As my nick only partially indicates, I'm just starting into keeping and planning to use top bar hives. Made my first set of 4 boxes over the last few weeks and am almost ready to start chasing swarms.

Have driven past those 'Honey For Sale' signs in peoples yards for way too long. It was high time to slam on the brakes and start asking questions.

Was too late to get any packages this year, but the swarm thing should hopefully work itself out.

Looking forward to getting to know people.

Don


----------



## Hambone (Mar 17, 2008)

Welcome Don. There is a good TBH following here. Good luck on catching a swarm or 4 this season. 

Derek


----------



## indypartridge (Nov 18, 2004)

TBHKeeper said:


> Looking forward to getting to know people.


Hello and welcome!
This is a good forum for learning about bees & beekeeping. You can find a lot of information here.

I'll also suggest getting involved with a local beekeeping club. I know the Northwest IN beeks have an active club:
http://www.lakenetnwi.net/member/beekeepers/
Clubs are great places to find mentors and get connected with nearby beekeepers.

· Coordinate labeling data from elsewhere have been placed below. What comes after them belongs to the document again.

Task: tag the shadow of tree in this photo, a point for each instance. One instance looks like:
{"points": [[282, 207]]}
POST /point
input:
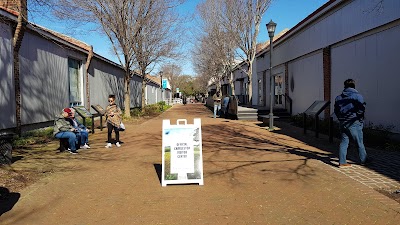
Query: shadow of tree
{"points": [[7, 200], [383, 162]]}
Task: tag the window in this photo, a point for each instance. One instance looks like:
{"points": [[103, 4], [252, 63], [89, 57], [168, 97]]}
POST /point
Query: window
{"points": [[75, 82]]}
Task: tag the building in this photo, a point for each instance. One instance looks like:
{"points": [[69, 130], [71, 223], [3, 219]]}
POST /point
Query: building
{"points": [[342, 39], [56, 71]]}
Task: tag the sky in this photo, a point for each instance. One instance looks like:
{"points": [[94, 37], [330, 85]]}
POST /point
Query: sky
{"points": [[286, 13]]}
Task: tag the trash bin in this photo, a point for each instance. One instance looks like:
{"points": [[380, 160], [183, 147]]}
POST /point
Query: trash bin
{"points": [[6, 148]]}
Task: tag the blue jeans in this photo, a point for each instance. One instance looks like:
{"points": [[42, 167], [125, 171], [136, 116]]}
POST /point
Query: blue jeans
{"points": [[355, 132], [83, 136], [217, 108], [70, 136]]}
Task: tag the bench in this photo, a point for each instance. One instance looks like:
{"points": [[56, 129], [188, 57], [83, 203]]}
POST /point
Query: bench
{"points": [[64, 144], [265, 118], [99, 113]]}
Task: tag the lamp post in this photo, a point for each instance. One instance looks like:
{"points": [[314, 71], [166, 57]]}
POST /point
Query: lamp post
{"points": [[162, 89], [271, 30]]}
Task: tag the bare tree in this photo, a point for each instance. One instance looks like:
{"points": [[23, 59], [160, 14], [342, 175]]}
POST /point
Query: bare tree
{"points": [[172, 72], [142, 32], [242, 19]]}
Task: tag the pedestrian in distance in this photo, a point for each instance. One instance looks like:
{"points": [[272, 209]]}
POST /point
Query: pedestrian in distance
{"points": [[349, 109], [114, 119], [64, 130], [217, 103]]}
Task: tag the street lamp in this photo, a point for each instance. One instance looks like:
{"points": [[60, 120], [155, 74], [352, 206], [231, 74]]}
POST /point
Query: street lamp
{"points": [[271, 30], [162, 89]]}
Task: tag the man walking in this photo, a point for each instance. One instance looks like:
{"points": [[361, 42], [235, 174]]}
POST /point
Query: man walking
{"points": [[349, 109]]}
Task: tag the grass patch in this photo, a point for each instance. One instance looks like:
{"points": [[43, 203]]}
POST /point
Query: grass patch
{"points": [[150, 110]]}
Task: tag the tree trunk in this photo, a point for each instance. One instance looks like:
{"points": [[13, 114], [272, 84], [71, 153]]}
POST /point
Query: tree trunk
{"points": [[250, 83], [144, 83], [127, 94]]}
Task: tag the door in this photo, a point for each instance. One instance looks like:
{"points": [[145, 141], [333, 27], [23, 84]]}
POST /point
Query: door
{"points": [[279, 91], [262, 86]]}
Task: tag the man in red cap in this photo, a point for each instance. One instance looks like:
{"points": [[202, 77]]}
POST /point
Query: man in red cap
{"points": [[82, 133], [64, 129]]}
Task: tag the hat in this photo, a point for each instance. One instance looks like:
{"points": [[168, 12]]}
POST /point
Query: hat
{"points": [[68, 110]]}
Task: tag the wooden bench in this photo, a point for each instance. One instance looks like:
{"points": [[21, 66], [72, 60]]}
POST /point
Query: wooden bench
{"points": [[265, 118], [64, 145]]}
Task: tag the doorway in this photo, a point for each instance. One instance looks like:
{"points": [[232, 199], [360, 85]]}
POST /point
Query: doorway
{"points": [[279, 91]]}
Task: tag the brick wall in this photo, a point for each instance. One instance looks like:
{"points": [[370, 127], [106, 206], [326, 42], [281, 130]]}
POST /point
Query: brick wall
{"points": [[327, 77]]}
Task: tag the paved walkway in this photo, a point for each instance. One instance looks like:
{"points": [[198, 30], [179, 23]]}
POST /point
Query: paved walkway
{"points": [[251, 176]]}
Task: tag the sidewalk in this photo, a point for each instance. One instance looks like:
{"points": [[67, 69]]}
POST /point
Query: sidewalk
{"points": [[251, 176]]}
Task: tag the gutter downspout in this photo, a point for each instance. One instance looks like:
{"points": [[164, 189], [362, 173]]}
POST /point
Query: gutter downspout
{"points": [[87, 65], [17, 42]]}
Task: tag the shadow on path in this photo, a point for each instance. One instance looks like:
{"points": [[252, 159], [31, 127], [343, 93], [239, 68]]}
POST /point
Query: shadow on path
{"points": [[7, 200], [386, 163]]}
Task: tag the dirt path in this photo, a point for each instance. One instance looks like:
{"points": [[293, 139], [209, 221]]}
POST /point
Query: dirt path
{"points": [[250, 176]]}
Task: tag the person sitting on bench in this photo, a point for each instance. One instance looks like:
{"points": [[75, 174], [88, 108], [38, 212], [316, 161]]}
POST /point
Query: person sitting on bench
{"points": [[64, 130], [82, 133]]}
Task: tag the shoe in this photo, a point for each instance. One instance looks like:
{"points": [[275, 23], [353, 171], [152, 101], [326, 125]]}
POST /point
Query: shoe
{"points": [[344, 165], [86, 146]]}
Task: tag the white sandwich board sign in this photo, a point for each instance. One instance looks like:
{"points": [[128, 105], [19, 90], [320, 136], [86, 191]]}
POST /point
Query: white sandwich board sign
{"points": [[182, 158]]}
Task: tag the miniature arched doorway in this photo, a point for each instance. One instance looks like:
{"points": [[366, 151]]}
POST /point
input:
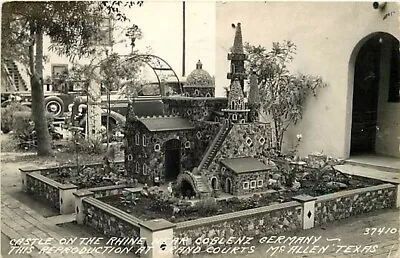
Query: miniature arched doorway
{"points": [[172, 159], [228, 185], [214, 183], [375, 86], [187, 189]]}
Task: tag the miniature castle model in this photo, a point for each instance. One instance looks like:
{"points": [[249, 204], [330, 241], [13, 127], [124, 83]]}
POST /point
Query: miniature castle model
{"points": [[202, 142]]}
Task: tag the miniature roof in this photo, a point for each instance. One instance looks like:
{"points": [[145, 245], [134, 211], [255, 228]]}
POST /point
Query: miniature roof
{"points": [[199, 77], [244, 165], [143, 108], [159, 124]]}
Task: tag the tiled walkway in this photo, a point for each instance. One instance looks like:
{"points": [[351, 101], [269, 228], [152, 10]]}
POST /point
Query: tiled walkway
{"points": [[19, 221]]}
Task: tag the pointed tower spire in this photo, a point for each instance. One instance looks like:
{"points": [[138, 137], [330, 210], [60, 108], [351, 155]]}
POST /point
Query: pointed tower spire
{"points": [[237, 58], [254, 95], [238, 41]]}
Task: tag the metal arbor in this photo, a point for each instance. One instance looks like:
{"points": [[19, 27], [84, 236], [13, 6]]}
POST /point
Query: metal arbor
{"points": [[161, 69]]}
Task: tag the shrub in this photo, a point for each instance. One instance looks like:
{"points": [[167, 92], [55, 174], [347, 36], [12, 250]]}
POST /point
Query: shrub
{"points": [[7, 115], [24, 129]]}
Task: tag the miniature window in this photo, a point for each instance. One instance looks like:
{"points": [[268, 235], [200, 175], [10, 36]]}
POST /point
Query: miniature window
{"points": [[144, 140], [394, 79], [144, 169], [187, 145], [137, 139]]}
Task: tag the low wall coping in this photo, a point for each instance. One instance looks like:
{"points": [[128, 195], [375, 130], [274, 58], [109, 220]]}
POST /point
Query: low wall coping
{"points": [[45, 179], [83, 193], [107, 187], [304, 198], [233, 215], [157, 224], [353, 192], [33, 168], [113, 211]]}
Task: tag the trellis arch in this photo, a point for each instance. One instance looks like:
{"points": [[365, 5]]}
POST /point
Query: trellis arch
{"points": [[159, 66]]}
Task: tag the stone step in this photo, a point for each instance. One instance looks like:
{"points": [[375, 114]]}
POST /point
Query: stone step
{"points": [[390, 177]]}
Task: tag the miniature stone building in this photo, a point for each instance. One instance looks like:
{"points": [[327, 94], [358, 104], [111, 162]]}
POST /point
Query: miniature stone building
{"points": [[201, 141], [243, 175], [199, 83]]}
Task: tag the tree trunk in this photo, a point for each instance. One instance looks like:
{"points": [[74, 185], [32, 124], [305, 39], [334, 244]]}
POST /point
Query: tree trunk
{"points": [[94, 110], [38, 109]]}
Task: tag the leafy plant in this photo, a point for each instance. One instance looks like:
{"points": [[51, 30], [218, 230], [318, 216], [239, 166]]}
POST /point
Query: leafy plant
{"points": [[128, 198], [282, 94], [7, 115], [206, 206]]}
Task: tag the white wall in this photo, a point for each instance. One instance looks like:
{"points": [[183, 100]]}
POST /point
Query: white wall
{"points": [[326, 35]]}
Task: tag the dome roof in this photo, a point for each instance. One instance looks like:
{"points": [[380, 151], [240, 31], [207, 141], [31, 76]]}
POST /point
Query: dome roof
{"points": [[199, 77]]}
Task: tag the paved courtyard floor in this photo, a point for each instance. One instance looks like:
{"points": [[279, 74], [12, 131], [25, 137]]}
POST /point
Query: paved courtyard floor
{"points": [[22, 217]]}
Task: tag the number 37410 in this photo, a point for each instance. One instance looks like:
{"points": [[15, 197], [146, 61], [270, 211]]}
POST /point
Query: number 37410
{"points": [[380, 231]]}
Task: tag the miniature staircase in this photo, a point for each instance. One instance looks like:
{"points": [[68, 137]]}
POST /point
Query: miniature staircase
{"points": [[214, 147], [196, 181], [200, 187], [15, 75]]}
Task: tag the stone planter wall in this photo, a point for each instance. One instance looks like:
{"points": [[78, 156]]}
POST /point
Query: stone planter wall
{"points": [[273, 219], [110, 221], [344, 204], [105, 191], [59, 196]]}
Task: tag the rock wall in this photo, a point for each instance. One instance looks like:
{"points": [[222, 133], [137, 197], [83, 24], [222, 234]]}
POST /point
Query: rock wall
{"points": [[110, 221], [195, 109], [349, 203], [45, 191], [269, 220]]}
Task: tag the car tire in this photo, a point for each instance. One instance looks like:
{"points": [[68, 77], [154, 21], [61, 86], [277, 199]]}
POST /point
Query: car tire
{"points": [[54, 105]]}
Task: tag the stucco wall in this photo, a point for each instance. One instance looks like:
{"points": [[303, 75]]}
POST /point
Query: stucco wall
{"points": [[327, 36], [388, 122]]}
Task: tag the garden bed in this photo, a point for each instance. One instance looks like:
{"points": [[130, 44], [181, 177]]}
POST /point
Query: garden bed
{"points": [[156, 204]]}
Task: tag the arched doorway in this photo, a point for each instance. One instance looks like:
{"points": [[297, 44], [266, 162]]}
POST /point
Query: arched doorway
{"points": [[376, 83], [214, 183], [187, 189], [228, 185], [172, 159]]}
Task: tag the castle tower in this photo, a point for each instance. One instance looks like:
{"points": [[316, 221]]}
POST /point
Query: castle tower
{"points": [[236, 112], [237, 58], [254, 99]]}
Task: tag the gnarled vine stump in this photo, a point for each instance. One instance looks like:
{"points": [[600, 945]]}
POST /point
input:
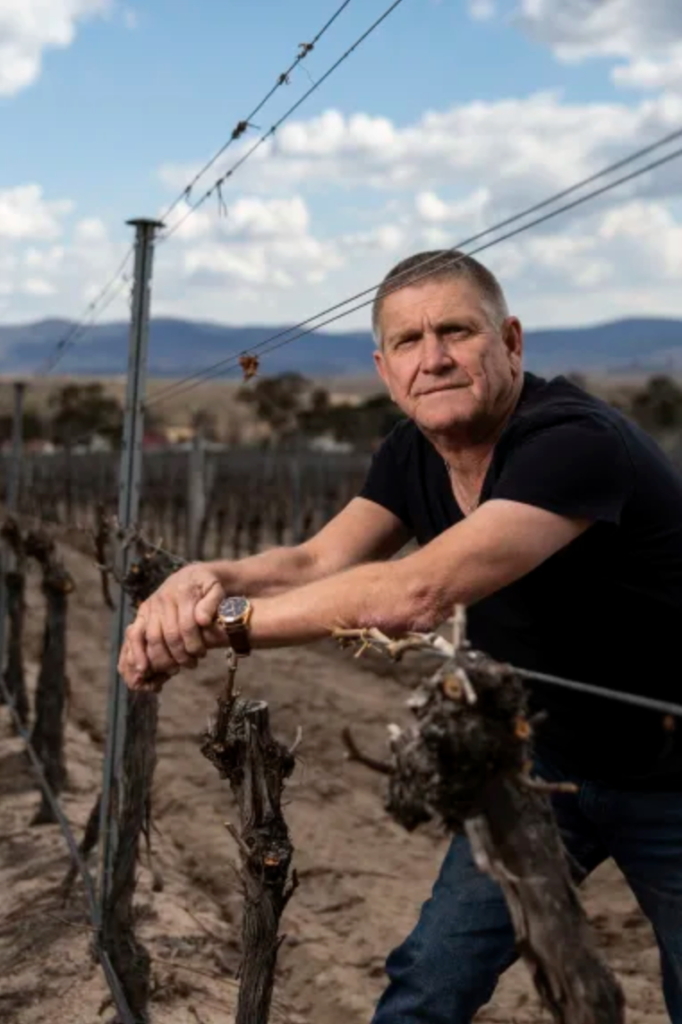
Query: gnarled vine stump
{"points": [[239, 742], [51, 690], [465, 762], [14, 583]]}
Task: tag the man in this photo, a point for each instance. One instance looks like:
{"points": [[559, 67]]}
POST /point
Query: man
{"points": [[559, 523]]}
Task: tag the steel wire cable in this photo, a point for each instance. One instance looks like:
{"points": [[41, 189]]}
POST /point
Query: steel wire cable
{"points": [[93, 310], [216, 186], [283, 79], [285, 337]]}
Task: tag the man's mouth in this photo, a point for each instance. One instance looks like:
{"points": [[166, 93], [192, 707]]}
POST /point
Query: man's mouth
{"points": [[448, 387]]}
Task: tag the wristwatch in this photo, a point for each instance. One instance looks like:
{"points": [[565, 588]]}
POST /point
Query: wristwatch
{"points": [[233, 616]]}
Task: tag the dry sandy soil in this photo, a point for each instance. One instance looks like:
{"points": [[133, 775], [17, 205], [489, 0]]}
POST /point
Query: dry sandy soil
{"points": [[363, 879]]}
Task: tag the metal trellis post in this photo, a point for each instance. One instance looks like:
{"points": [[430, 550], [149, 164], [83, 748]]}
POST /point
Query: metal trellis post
{"points": [[129, 492]]}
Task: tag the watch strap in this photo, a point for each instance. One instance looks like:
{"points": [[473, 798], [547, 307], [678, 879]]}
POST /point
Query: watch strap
{"points": [[239, 639]]}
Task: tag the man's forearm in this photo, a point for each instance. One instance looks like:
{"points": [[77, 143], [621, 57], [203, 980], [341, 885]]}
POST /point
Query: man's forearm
{"points": [[269, 572]]}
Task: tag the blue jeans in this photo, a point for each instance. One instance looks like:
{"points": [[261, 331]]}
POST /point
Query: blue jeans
{"points": [[450, 965]]}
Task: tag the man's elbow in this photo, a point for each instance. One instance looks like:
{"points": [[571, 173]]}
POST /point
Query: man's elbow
{"points": [[412, 606]]}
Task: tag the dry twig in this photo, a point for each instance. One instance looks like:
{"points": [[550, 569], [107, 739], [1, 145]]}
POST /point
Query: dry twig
{"points": [[465, 761]]}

The Indiana State beekeepers are meeting up at the Purdue bee yards on June 20th. That's always a fun meeting. Details should be on the website soon:
http://www.hoosierbuzz.com/


----------



## TBHKeeper (May 13, 2009)

*Thanks for the welcome*

The warm welcome is much appreciated. I already have started to get connected with the local bee association. They seem like a good group of guys. A top notch 'old hand' lives less than a mile away, so that too is a big help.

Just arrived home from working with him on doing Nucs today, so things are off to a start.

Don


----------



## Olive (May 17, 2009)

Welcome fellow hoosier!


----------